Did you know that the vast majority of Guatemalans (over 80%) are indigenous Mayan people?

I am just beginning to scratch the surface of this nation’s history, and it is not a pretty story. I read a book called Bridge of Courage by Jennifer Harbury, a Texan civil rights lawyer who came to Guatemala in the 1980s and became involved in the resistance movement of the Mayans. These people had already faced five centuries of mistreatment and genocide at the hands of Spanish colonizers, and in the late 1970s and early 80s, they were horrifically killed by the hundreds of thousands in a genocide covertly supported by the CIA. Harbury’s husband, a Guatemalan resistance comandante, was captured and tortured for over two years before being executed. After hunger strikes and protests, Harbury persuaded a CIA employee to leak… the US government was fully aware of his and 350 others’ torture. Meanwhile, most Americans had no idea that Guatemala was anything but a central American banana producer.

Her book is a collection of personal vignettes of compañer@s in the resistence movement. One young man ends his story by explaining the effect of an old man’s tall tales: “by the end of the afternoon, I realized that this man had done something really amazing with all his stories. He had pulled me in, opened my eyes, woven me into this incredible web of experiences that all of us in the movement share. All of a sudden I was not alone with my pain and my fear.” It did the same for me as a reader. Bridge to Courage is an amazing book, disturbing yet inspiring, sad, poignant and, occasionally funny. (One story is about a mischievous pet squirrel who steals food from the guerillas because they spoiled him with human food as a baby.)
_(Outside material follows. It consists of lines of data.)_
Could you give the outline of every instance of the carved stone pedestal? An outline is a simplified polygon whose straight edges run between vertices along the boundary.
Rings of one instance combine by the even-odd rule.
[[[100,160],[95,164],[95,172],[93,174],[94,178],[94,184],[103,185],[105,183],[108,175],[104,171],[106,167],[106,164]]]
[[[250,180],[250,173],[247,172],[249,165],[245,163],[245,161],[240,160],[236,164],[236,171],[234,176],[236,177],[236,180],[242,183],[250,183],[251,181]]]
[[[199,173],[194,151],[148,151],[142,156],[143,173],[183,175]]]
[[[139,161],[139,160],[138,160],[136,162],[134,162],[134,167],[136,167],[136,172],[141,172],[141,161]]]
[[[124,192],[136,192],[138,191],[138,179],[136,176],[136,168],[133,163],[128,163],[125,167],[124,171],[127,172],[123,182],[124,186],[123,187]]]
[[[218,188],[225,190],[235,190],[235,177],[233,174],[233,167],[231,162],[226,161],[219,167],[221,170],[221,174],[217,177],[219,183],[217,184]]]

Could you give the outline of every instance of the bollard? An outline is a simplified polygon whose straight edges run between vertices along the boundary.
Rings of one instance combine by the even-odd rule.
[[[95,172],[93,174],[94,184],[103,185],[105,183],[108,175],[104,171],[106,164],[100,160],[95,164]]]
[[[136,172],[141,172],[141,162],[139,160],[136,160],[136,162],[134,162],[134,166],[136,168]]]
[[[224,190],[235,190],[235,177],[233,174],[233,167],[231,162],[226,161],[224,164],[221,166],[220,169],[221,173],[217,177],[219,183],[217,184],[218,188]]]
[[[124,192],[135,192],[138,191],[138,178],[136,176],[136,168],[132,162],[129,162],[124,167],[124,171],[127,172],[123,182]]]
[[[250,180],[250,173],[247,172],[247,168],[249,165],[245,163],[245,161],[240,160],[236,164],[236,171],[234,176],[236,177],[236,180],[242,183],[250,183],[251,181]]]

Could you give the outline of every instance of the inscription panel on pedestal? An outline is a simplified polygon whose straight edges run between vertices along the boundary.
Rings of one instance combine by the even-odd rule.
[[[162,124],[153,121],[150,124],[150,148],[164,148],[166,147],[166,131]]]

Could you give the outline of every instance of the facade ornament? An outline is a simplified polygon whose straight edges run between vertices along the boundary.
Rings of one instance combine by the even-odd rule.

I am wary of getting involved in politics here, because things are still shaky despite a “peace accord” signed in 1996. The “war on drugs” and general greed of the rich and disempowerment of the poor has led to rampant corruption and alarming crime and murder rates. If I leave Guatemala, it will be because of safety issues. Nothing has happened to me personally, but it’s always a possibility, and in some places a probability. I’m grateful for a nice, comfy home. I am forever in awe of the Mayans’ courage and drive for freedom and independence.

Namaste.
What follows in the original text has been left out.